His sentence was cut off by a shrill shout from not so far away. "We're here! We're here! Sorry we're late, but you just can't Apparate up here with all this equipment. Why didn't you go down?" This was all said before the small group approaching them was within analyzing distance.
Tony was unsurprised to say that he recognized each and every one of them from the dinner party. Every single one of Ginny's brothers was there, and Audrey as well (according to what he remembered, Fleur and Angelina had both been pregnant, assuming his memories were all fine and dandy). Then there was Dennis and Luna, and Neville and Hannah (names he was very proud to remember), and they were all carrying backpacks. Big, heavy-looking backpacks.
"Why didn't we?" Harry turned quickly to Hermione, but he was already distributing the fastest greetings Tony had ever seen.
"Rest, remember?" She reminded him, with a characteristic extended amount of patience. Then she turned to the newcomers with a disproving expression. "I didn't know you'd be bringing so much; I thought Ron and I had enough. I imagined you'd be able to Apparate directly here! Now you are the ones tired." She was about to say something else, but Harry interrupted her harshly.

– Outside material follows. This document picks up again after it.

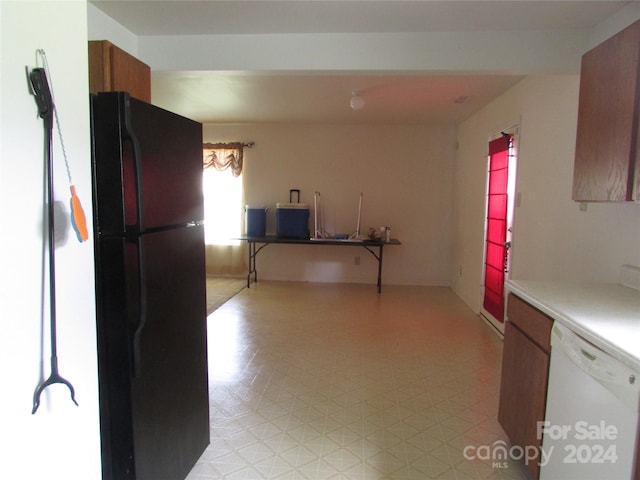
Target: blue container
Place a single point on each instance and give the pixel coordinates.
(256, 220)
(292, 220)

"Oh, no, we are so not waiting any longer. Let's go." And he Disapparated on the spot.
The rest of the group stood very still for about two seconds. "Oh, for Merlin's sake." Ron grabbed Gibbs (who was nearest) and followed his friend.
Hermione sighed in resignation. "Anyone with lighter package take one of the Muggles." And she pushed McGee toward Luna, stating the name of the forest they were supposed to be going to loud enough for everyone to hear. Luna smiled reassuringly at the nervous-looking McGee while Hemione instructed that they follow whichever clue Harry had left (she said she knew he'd leave a big one) to the right place. Without question, Luna nodded and left.
The same couldn't, however, be said for the others. "Why are we bringing Muggles with us?" George pointedly crossed his arms with a frown – he wasn't looking so cheerful anymore.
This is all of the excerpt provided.